Women lead the way for the Warren YWCA
Our Heritage Trumbull County history
On Saturday, the Trumbull County Historical Society is offering a walking tour of Park Avenue in downtown Warren.
This tour, one of the most popular when we first offered it a few years ago, spans the streets from the Packard Apartments up to the Hughes Mansion, looking at some of the most fascinating blocks in downtown Warren. Although Mahoning Avenue gets a lot of credit as “Millionaire’s Row,” Park Avenue could certainly be dubbed the second Millionaire’s Row. Many children of the industrial and local manufacturing giants left Mahoning Avenue and made their own lasting legacy on Park.
In preparing for this tour, one of the buildings that we did a deep dive into was the YWCA, near the corner of Park Avenue and Monroe Street. The YWCA moved out of this building a few years ago, and while the building has changed a bit since it was first built, it is a staple in the Warren community.
This lot used to be the home of Charles Harrington. Charles was born in 1824 on a farm in Greene Township. He graduated from Oberlin College, became a lawyer, and built a career that led him to serve as president of Second National Bank in Warren — one of the largest and most prestigious companies of the day. That made him one of the largest and most prestigious men in Warren. He married a woman named Elvira, who was his first cousin, which was rather common at the time, and they had two children.
In the 1910s, Charles and Elvira decided to move to Washington Avenue, just a few blocks away, and purchased a home there that does still stand today. When they moved out of their Park Avenue house, the building sat vacant. At the same time, a local group had formed a committee to find a new home for Warren’s YWCA, and they selected this site on which to build the facility.
The YWCA was founded in Warren in 1915. In order to establish a YWCA charter at the time, 400 local women had to sign up. At their first banquet, 825 women had registered as charter members. They first met in very small rooms over the old Western Reserve Bank building.
By 1916, the city directory lists their location as 128 N. Park Ave., which would have been the Dana Musical Institute’s Junius College. It was located directly behind the Stone Block past High Street on Park Avenue. In 1919, they moved to Dana’s Martha Potter Hall, also within that same block of Park Avenue.
The original officers of the YWCA are listed as: Mrs. A.L. Phelps, president; Mrs. B.W. Edwards, first vice president; Mrs. Henry Stiles, second vice president; Mrs. Helen Hunt, corresponding secretary; Mrs. A. Clark, recording secretary; and Mrs. Dr. H.D. Warren, treasurer. Their list of trustees from 1915 also included Mrs. Lynn B. Dana of the Dana School of Music and Mrs. James Ward Packard.
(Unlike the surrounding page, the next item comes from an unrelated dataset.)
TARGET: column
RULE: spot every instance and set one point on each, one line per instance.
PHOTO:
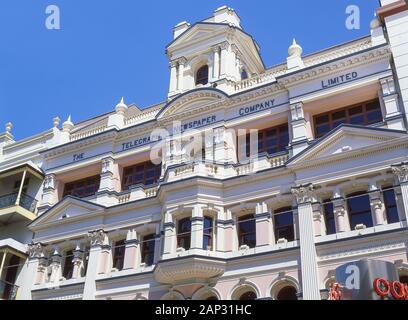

In 1926, the YWCA saw a need for expansion. Under the leadership of Building Campaign Chair Benjamin Edwards (who also lived on Park Avenue in the Tudor revival mansion that once housed AAA), the YWCA solicited local donations to purchase the Harrington property and build a new facility. They broke ground in 1928, and the building was completed one year later in 1929. It housed travelers, served hot meals to downtown workers, offered education to newly arrived immigrants, and provided opportunities for social, spiritual and personal enrichment to young women.
The YWCA in Warren was founded before the YMCA, which is perhaps indicative of the strong social networks that existed in Warren for women at the time. The Warren Political Equality Club was one of the strongest in the region and would have been operating at its peak within this same time frame.
Even today, we see what has survived of these groups by looking at the Federation of Women’s Clubs, many of which were founded in the 1910s and 1920s. While many of these groups are seeing decreased membership, they show us how significant a role they played in women’s lives during a time when social, political, and perhaps even economic vitality, was on many women’s minds.